«Paradise Marsh»: Lâcher prise

On espère que les vrais limbes sont tout aussi agréables que ce petit jeu indépendant montréalais.
Photo: Lazy Soft On espère que les vrais limbes sont tout aussi agréables que ce petit jeu indépendant montréalais.

Mourir. On a beau essayer de ne pas y penser dans la vie, on trépasse bien souvent dans les jeux vidéo. Et après ? Le jeu vidéo indépendant Paradise Marsh imagine ce qui nous attend après la vie : un étang paisible habité par une foule de petits insectes à attraper. On espère que les vrais limbes sont tout aussi agréables, parce qu’on a beaucoup aimé.

Après une brève introduction, ce court premier jeu solo plein de douceur, du développeur montréalais Étienne Trudeau, nous place dans un étang éthéré aux couleurs des quatre saisons. Les étoiles sont tombées du ciel et se sont matérialisées ici sous la forme d’insectes et autres bestioles. À nous de les attraper dans notre filet pour les renvoyer dans l’espace et redessiner leurs constellations.

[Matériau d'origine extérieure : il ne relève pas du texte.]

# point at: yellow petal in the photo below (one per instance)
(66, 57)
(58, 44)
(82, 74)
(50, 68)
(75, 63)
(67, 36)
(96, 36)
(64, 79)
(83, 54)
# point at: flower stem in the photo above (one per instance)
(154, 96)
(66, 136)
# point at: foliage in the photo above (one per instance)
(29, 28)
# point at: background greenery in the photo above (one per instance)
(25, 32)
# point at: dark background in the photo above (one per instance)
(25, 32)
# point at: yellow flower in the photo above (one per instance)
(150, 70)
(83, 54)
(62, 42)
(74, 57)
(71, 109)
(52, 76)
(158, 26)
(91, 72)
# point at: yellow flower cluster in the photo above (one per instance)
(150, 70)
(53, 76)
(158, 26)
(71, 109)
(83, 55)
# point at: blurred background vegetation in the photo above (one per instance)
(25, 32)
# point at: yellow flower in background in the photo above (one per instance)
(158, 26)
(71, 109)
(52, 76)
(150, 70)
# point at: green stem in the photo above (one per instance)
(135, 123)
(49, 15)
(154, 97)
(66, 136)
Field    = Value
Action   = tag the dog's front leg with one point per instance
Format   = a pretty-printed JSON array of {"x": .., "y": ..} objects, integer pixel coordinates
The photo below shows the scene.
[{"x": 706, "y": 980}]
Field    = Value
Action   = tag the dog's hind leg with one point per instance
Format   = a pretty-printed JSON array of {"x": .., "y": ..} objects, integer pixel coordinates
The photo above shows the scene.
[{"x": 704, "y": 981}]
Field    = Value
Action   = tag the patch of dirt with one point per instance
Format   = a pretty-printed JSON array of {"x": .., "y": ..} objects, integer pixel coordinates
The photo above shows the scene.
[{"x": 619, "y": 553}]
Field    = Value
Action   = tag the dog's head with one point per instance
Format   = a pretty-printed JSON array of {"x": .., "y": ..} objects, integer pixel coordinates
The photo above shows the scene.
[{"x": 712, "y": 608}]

Une fois de retour dans le firmament, chacun des 12 animaux à capturer possède sa propre personnalité : le papillon monarque virevolte gaiement, l’araignée est menaçante mais aimable, et le têtard doit avoir un grand nombre d’abonnés sur Twitter. Il faut, pour recréer chaque constellation, en attraper trois ou quatre de chaque sorte, ce qui n’est pas nécessairement aisé. Grenouilles et lucioles sont facilement effrayées.

Photo: Lazy Soft Une fois de retour dans le firmament, chacun des 12 animaux à capturer possède sa propre personnalité.

Parsemées dans cet environnement « lo-fi » pixélisé, des bouteilles renfermant des messages sur le lâcher-prise font surface. Hiboux et hirondelles nous parlent en rimes — non, maître corbeau ne tient pas en son bec un fromage. La narration, signée par le game designer Raphaël Dely (mori, Sunrise), est poétique, parfois forcée, mais jamais ringarde.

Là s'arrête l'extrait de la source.